By Molly Surazhsky
Anaeis Ohanian’s (Art BFA 16) solo exhibit 6007, which was on view in D301 Gallery from Nov. 30-Dec. 12, imagined a museum exhibit organized by the government of a fictional city called Apponoastos focusing on a tribe (that they hate) called the Wahashms. We interviewed the artist about the installation and her version of the future.
24700: Congratulations on your solo show. Could you talk a little bit about the title of your show? What does it mean?
Anaeis Ohanian: The title 6007 represents the year that all of the artifacts, which I’ve fabricated and displayed in this show, are dated to.
24700: Could you describe what it is you’re creating with this exhibition?
AO: So this exhibition is a museum based in the year 8087, which is displaying artifacts from a traditional burial of the Wahashms tribe [that takes place in the year 6007]. This tribe ran away from Apponoastos because [the city] was very materialistic and consumerist to the point that the city’s towers were made of brand new objects, and the inhabitants, with the exception of the Wahashms, loved this environment. Thus, the Wahashms ran away from Apponoastos to Death Valley! So a lot of things in this exhibition are inspired by Death Valley. This exhibition is about the government of Apponoastos, which has been chasing the Wahashms and hunting them down for 2,000 years because they disagree with the beliefs of the Wahashms, who didn’t fall under the brainwashed umbrella of society. The Wahashms are a very utopic society and tribe, whereas Apponoastos is dystopic. On one of their crusades, Apponoastos found one of the Wahashms’ tribal burial grounds and so this exhibition displays the found burial artifacts.

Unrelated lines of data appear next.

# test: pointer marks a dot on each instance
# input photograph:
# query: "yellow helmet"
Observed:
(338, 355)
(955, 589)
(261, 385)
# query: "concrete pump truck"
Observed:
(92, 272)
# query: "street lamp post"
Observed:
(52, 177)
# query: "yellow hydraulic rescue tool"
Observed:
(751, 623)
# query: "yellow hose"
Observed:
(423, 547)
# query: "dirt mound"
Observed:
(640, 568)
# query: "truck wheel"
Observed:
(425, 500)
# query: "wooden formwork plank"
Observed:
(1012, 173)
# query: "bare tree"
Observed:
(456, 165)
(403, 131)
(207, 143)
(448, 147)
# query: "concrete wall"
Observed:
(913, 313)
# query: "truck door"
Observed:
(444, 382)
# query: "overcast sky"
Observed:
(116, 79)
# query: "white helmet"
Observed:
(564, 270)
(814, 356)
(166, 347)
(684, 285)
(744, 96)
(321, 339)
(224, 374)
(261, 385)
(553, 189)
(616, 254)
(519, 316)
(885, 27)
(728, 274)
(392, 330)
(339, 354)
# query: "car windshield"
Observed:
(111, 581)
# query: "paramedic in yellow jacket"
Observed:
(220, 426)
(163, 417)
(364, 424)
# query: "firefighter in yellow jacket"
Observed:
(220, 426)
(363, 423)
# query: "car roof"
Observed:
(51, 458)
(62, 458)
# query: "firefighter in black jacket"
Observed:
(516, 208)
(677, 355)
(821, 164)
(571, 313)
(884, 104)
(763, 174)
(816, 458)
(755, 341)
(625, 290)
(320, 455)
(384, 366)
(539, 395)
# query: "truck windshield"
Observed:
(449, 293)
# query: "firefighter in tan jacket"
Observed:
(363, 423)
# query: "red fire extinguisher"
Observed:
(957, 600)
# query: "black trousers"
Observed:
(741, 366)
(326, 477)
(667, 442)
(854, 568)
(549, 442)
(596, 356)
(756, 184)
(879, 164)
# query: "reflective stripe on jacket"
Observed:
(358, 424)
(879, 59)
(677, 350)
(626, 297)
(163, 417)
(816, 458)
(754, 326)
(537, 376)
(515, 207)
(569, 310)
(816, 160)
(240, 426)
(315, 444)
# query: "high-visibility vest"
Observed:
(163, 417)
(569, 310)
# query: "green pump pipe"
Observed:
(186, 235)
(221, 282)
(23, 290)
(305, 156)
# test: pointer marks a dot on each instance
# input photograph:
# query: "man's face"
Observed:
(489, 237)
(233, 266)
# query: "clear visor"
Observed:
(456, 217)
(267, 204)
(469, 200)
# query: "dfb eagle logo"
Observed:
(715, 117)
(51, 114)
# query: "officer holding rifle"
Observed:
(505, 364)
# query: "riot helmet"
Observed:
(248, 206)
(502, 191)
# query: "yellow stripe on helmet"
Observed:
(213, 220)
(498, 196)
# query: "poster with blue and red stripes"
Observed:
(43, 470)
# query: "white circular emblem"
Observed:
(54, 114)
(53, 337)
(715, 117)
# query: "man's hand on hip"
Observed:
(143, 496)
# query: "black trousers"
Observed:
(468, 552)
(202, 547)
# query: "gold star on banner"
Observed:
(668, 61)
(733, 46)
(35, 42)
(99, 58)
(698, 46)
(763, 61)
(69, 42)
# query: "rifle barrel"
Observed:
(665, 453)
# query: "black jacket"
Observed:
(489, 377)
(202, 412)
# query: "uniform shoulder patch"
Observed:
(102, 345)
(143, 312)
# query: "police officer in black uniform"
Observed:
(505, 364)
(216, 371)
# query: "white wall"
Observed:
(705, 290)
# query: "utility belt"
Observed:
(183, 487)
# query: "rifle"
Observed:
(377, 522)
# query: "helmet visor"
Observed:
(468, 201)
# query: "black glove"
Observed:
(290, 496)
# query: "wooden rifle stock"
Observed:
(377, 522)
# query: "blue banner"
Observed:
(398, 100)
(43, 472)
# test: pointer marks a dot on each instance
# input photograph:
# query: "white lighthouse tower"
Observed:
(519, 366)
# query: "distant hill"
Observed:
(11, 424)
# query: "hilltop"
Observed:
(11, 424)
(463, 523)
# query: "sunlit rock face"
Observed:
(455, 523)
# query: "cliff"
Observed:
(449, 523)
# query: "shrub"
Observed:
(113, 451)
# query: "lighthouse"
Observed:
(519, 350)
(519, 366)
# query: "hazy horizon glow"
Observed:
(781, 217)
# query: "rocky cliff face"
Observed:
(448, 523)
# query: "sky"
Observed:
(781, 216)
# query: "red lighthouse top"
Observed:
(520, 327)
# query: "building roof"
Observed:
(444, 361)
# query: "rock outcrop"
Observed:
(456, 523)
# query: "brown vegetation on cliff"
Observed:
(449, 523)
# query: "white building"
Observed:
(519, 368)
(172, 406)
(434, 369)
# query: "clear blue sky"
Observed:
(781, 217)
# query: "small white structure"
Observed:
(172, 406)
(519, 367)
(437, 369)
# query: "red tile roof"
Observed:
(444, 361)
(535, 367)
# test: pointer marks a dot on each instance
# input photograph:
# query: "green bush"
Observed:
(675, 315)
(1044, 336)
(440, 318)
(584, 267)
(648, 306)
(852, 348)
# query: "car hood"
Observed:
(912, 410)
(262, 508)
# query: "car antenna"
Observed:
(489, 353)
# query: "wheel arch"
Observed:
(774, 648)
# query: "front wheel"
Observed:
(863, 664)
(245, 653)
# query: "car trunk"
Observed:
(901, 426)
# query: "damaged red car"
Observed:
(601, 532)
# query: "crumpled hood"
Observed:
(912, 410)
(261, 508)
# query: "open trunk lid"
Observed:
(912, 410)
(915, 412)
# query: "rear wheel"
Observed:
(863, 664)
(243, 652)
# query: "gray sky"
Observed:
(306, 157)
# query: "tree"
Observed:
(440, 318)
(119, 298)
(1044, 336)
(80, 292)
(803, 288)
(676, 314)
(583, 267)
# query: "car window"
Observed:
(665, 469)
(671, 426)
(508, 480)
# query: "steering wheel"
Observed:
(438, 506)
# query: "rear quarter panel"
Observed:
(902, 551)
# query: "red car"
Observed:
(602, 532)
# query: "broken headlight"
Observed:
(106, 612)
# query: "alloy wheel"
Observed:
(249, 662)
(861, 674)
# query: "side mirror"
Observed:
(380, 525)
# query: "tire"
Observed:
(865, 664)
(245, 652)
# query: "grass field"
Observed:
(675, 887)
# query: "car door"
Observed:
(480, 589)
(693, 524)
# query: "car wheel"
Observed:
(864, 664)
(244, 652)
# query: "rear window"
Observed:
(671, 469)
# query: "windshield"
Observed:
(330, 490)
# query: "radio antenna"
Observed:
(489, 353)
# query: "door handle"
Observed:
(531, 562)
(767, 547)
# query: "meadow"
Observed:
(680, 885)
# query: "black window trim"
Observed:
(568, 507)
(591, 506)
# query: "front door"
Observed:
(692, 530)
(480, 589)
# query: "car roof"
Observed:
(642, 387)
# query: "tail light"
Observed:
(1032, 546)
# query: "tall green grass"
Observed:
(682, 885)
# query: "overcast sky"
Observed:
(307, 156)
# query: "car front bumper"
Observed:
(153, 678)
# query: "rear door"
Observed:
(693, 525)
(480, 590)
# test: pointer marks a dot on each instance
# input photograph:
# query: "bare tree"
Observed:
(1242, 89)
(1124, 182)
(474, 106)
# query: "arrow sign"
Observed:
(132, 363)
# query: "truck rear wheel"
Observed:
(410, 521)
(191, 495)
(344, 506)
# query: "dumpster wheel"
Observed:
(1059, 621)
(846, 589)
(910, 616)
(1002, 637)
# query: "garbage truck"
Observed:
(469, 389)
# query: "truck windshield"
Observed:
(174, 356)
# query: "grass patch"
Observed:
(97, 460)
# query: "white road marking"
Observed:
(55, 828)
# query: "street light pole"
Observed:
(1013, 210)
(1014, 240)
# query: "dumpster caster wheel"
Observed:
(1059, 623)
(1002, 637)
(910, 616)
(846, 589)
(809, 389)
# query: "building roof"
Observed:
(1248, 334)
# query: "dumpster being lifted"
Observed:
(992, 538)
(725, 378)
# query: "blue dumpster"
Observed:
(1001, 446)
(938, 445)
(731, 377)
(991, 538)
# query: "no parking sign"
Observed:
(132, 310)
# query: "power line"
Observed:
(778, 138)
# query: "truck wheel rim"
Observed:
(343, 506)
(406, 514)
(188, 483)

24700: Talk a little bit about what informed you in creating this series?
AO: I do a lot of channeling and switching through dimensions. This channeling stems from my belief that all of time and all of space and every dimension occur at the same exact time. At least that’s what I’m really thinking about right now, and so through channeling I’m able to access those different slots in time. So what I do is meditate and try to channel and, eventually, it will just naturally come to me and I will find myself in the future with the Wahashms tribe. There I get access to new ideas and what object or artifacts to create.
24700: So in bringing together this exhibition, you kind of take on the role of curator, and blur the lines between artist and curator. What kind of process takes place in that role?
AO: Doing that was bizarre because I really had to take myself out of myself. I had to be constantly putting myself into different positions. For example, now I’m an artist, then I’m the curator, then a city member, and then a tribe member. And to top it all off, I had to be able to bring it all into reality.
To make this exhibition convey the reality of a city called Apponoastos, which is hunting a tribe, I really had to think about the function of a museum in the year 8087. And so in the future, museums would be used as a form of manipulation and mass media targeting. That was something I had to take into consideration when writing the ‘museum’ wall labels. It was a very difficult task because I love the Wahashms tribe so much, and although I love Apponoastos as well, it was hard to talk negatively about the Wahashms. Keeping that in mind, I like to think that manipulation begins with admiration and that is something I wanted to leave hints of in the displays of their artifacts. In curating this show, I had to become a government of the future.
24700: What kind of artifacts did you create and would you share some of your personal favorites?
AO: Some of the artifacts have beliefs attached to them from the tribe and almost all of them have a specific function as well as an aesthetic one. My favorite piece is a blue sculptural piece (Untitled), because it’s the only unknown object that the city of Apponoastos hasn’t been able to decipher. I love the rocks (Untitled) as well because they portray a reality, which could potentially happen in our very near future. The process of combining dystopic human habits and nonorganic materials, such as plastic with earth is beautiful.
24700: Could you talk about the materials you used and why you chose them?
AO: A lot of the materials are found objects, sourced from thrift stores or treasure hunting. More specifically, I use sand from the Mojave Desert for the rocks (Untitled). Many of the artifacts I fabricate are inspired by Death Valley and I even went there to experience it myself, which I then conveyed through natural colors found in Death Valley.
24700: What do you hope your audience will take away through the experience of your exhibition, 6007?
AO: My goal is to bring the imaginary state into reality and thus, it becomes a happening. This is all a happening. The minute you walk through those doors, this is real and it has occurred. And through that experience I hope to break the ideas of truth and what truth is and what truth could be. I don’t really believe that there is a truth, but I also believe everything is true at the same time. I think everything happens and nothing happens at the same time.
Molly Surazhsky is an undergraduate student in CalArts’ School of Art.